The primary problem with the claim is that Malloy had no legal option but too fully fund teacher pensions and furthermore, he deserves absolutely no credit for guaranteeing full funding of the teacher pension system in the future.
The credit for Malloy having successfully made the necessary payments and fully funding the state of Connecticut Teacher Pension Fund actually goes to the Connecticut Education Association, the members of the 2007 General Assembly and Governor Rell.
And while trying to inappropriately take credit for something he did not do, Malloy and his supporters conveniently overlook the fact that, as governor, Malloy has taken dramatic actions that have actually jeopardized the financial stability of the fund that helps pay for health insurance premiums for retired teachers.
As was reported in the October 15, 2014 Wait, What? blog entitled, "Teachers misled with claim that Malloy deserves credit for "fully funding teacher pension," Governor Malloy had no option but to fully fund teacher pensions. In fact, had Tom Foley been elected in November 2010 instead of Dannel Malloy, he too would have been required to make those same payments.
The reason Malloy or Foley would have been required to fully fund the teacher pension system is a result of a 2007 law that authorized the state of Connecticut to borrow $2.3 million and use those funds to address the historic underfunding of the Connecticut Teacher Pension Fund.
The law not only required the state to make any and all necessary payments for the next 25 years, but that requirement was made iron-clad when the language was added to the bond covenants the accompanied the bonds when they were sold to Wall Street investors.
As previously noted the proposal to safeguard the teacher pension fund was pushed by the Connecticut Education Association, passed by the Connecticut General Assembly and signed into law by Governor Rell.
But seven years later, the Malloy political operation has been attempting to mislead teachers into believing that it was none-other-than Malloy who deserved the credit for something that took place before he even became governor.
Today, in a CTMirror article entitled, Fact check: Who really protected teacher pension funding? the truth about this whole controversy is laid out.
Since their controversial endorsement of Gov. Dannel P. Malloy, leaders of the largest teachers' union in Connecticut have portrayed the governor as the defender of what teachers worry about most: the future of their pensions.
But while touting Malloy as the first governor to "fully fund" the long-neglected pension system, the leadership message of the Connecticut Education Association doesn't mention that Malloy had little choice but to do so. His hands effectively were tied by legal guarantees put in place by Gov. M. Jodi Rell and the 2007 legislature.
Each of the four budgets Malloy signed during his term does include the full pension contribution recommended by teachers' pension analysts. Connecticut governors and legislatures have a history of contributing significantly less than the full amount.

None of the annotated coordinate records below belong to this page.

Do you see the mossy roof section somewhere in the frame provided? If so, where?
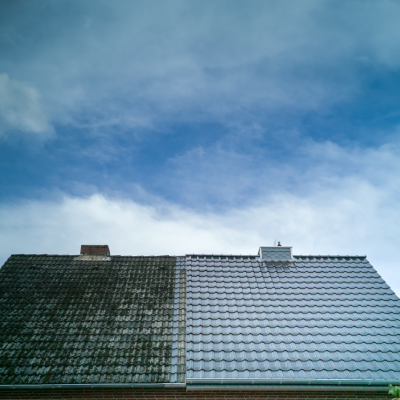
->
[0,255,176,385]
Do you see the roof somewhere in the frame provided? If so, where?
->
[186,255,400,386]
[0,247,400,390]
[0,255,185,385]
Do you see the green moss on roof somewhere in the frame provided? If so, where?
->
[0,255,176,385]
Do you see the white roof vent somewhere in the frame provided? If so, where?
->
[258,242,293,261]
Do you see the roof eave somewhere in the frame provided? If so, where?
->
[186,379,400,390]
[0,383,186,390]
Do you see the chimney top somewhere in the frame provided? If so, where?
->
[258,242,293,261]
[81,244,110,256]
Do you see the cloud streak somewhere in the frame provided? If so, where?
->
[0,136,400,293]
[0,0,400,136]
[0,74,52,138]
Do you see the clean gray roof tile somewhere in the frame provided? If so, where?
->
[186,254,400,382]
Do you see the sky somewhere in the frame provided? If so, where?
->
[0,0,400,295]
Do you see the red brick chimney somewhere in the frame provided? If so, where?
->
[81,244,110,256]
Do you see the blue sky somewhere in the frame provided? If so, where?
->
[0,0,400,293]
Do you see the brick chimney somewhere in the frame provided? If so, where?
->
[81,244,110,256]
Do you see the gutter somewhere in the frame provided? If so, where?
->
[0,383,186,390]
[186,379,400,391]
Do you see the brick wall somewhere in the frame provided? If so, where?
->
[0,388,392,400]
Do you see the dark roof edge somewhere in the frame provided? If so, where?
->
[186,379,400,390]
[0,383,186,390]
[186,384,389,392]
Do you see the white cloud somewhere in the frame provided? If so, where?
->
[0,170,400,294]
[0,73,52,137]
[0,0,400,135]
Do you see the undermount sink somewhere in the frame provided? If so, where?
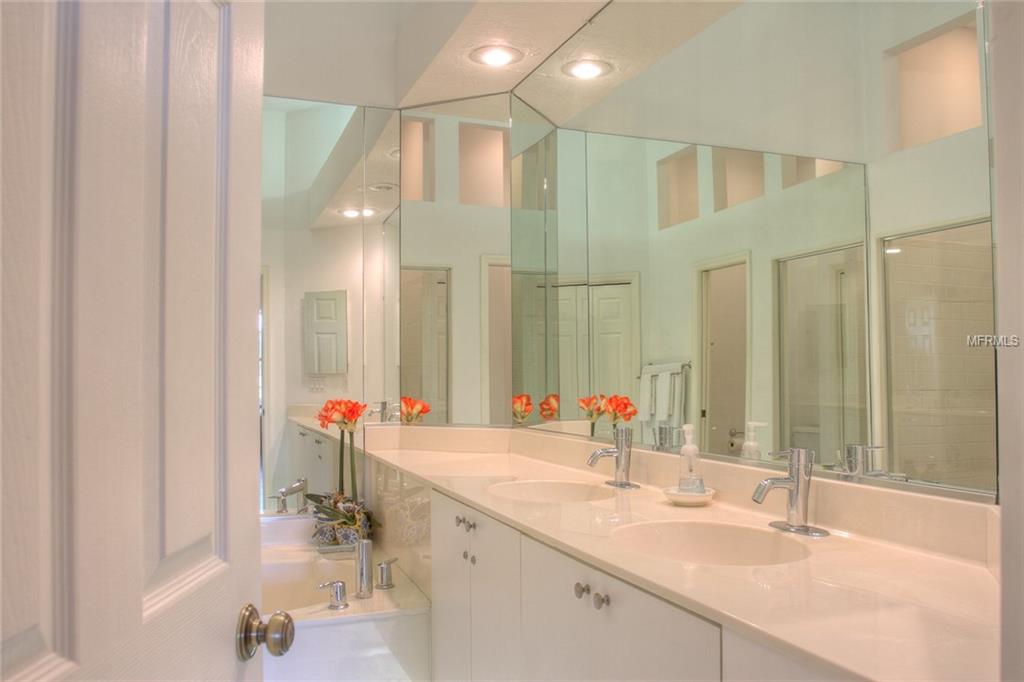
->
[611,521,810,566]
[487,480,615,503]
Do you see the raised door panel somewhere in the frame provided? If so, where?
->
[0,0,263,679]
[590,573,721,681]
[520,537,600,680]
[722,628,858,682]
[430,493,472,681]
[469,511,520,681]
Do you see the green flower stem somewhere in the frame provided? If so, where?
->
[348,431,359,503]
[338,429,345,497]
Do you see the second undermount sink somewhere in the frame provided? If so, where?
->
[487,480,615,503]
[611,521,810,566]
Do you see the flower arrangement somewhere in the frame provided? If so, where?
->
[401,395,430,424]
[541,393,560,421]
[512,393,534,426]
[306,399,373,545]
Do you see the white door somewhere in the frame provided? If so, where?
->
[302,291,348,375]
[590,284,641,395]
[0,1,263,679]
[430,493,473,681]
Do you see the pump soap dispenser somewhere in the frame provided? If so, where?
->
[665,424,715,507]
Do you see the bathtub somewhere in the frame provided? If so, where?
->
[260,515,430,681]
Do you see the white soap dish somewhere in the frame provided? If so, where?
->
[663,486,715,507]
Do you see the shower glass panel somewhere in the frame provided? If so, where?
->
[399,267,451,424]
[778,244,867,467]
[882,221,996,492]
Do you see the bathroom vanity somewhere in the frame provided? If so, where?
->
[368,426,998,680]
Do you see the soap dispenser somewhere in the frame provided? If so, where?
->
[740,422,768,460]
[664,424,715,507]
[679,424,705,495]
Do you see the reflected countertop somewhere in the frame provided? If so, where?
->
[369,449,999,680]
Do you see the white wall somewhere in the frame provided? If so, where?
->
[401,105,511,424]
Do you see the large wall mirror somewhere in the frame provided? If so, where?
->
[366,2,996,500]
[259,96,399,501]
[511,2,996,500]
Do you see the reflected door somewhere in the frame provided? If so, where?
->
[702,263,746,453]
[778,245,867,466]
[589,284,640,409]
[398,267,450,424]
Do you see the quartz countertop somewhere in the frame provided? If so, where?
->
[362,444,999,680]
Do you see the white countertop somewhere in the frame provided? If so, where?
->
[369,449,999,680]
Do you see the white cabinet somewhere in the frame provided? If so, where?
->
[281,423,338,493]
[521,538,721,680]
[430,493,520,680]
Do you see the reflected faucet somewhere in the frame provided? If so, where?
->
[278,478,309,514]
[587,426,640,488]
[751,447,828,538]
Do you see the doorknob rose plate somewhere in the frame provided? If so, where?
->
[234,604,295,660]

That changed, though, in 2007, when lawmakers and Rell adopted a proposal from Treasurer Denise L. Nappier to borrow roughly $2 billion and deposit it into the cash-starved pension fund.
Connecticut promised in the bond covenant - its contract with investors who bought those bonds - to budget the full pension contribution required by analysts for the entire 25-year life of the bonds.
The CT Mirror story should be required reading for every Connecticut teacher and for all of those who follow the politics that surround Connecticut's State Budget.
If jobs and economy are your priorities, Rep. Courtney is your guy. He has effectively used his position on the Subcommittee on Seapower and Expeditionary Forces, part of the House Committee on Armed Services, to make the case for submarine construction. It resulted this year in the largest shipbuilding contract in history, $17.6 billion to construct 10 Virginia-class attack submarines at Electric Boat in Groton and Newport News Shipbuilding in Virginia over the next five years.
The deal should sustain a well-paid workforce of about 12,000 at EB. The state Office of Military Affairs estimates that 600 supply companies will continue to feed into the shipbuilding program.
Despite Ms. Hopkins-Cavanagh's contention that he is a "one-trick pony," the reality is that Rep. Courtney's office has led several trade missions to help manufacturers in the district tap foreign markets. With a bipartisan push locally, Rep. Courtney led a successful effort to land a highly competitive $8.2 million federal transportation grant. When combined with state and private contributions, it will pay for rebuilding the New England Central rail. The line ties into the Port of New London. Improving the capacity of the tracks to handle heavier freight loads will provide economic opportunities for the port and throughout the heart of the 2nd District.
On the topic of education, the incumbent congressman received national attention for his work to reach across the aisle and prevent a big increase in Stafford student loan interest rates for college students.
Rep. Courtney is politically moderate and willing to take a principled stance. Earlier in his career, he opposed the massive Wall Street bailout. His fear of a lack of safeguards on use of the money proved prescient. More recently, he voted to support the administration's plan to confront the Islamic State, while other members of the state congressional delegation ran for cover with "no" votes.
He is willing to seek compromise, but has not often found willing partners among the Republican majority in control of the House. For example, while a supporter of the Affordable Care Act (ACA) as the best means available to assure access to health care insurance in this country, he recognizes improvements are needed, but House Republicans only want to repeal the law, not try to fix it.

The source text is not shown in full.